RU2024108C1 - Dielectric-isolated integrated circuit manufacturing process - Google Patents

Abstract

FIELD: microelectronics. SUBSTANCE: in manufacturing dielectric-isolated integrated circuit, isolating grooves are etched on plain-parallel single-crystal low-alloyed silicon chip, high-alloyed buried layer of same polarity of conductivity as chip is formed, insulating oxide and single-crystal silicon substrate are formed, single-crystal silicon is removed to shape isolated pockets, transistor structures are formed in isolated pockets, ports are opened for high-alloyed regions joined with buried layer; in the process, measures are taken to prevent their boundaries from emerging beyond isolated pockets at point where pocket boundary is crossed by deposited bus; high-alloyed regions are formed, dielectric is deposited on surfaces of high-alloyed regions, ports are opened for contacts to single-crystal silicon, metallization buses are formed. EFFECT: facilitated manufacture of dielectric-isolated high-voltage power integrated circuits. 2 dwg, 1 tbl

Description

 The invention relates to the technology of manufacturing silicon high-voltage high-power circuits with dielectric insulation.

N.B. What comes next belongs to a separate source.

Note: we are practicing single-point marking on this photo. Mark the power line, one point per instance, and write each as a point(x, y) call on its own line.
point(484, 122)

 A known method of manufacturing high-voltage silicon microcircuits with dielectric insulation, including etching of the separation grooves on a plane parallel monocrystalline low-alloy silicon wafer, forming a heavily doped hidden layer of the same conductivity type as the wafer, on the surface of the etched relief, coating the surface of the relief with insulating oxide and polysilicon substrate, removal single-crystal silicon for the formation of isolated pockets, the formation in karma of transistor structures by the planar technology method, opening windows that do not extend beyond the pockets for heavily doped areas that are adjacent to the hidden layer, forming highly doped areas, forming a dielectric on the surface of heavily doped areas, opening windows in the dielectric to contacts single-crystal silicon, forming metallization buses to chip elements and a hidden layer [1]. A heavily doped region interlocking with the hidden layer is created to reduce the resistance between the hidden layer and the metal contact. This is especially important for high-voltage powerful microcircuits, since monocrystalline silicon with high resistivity is used for their manufacture.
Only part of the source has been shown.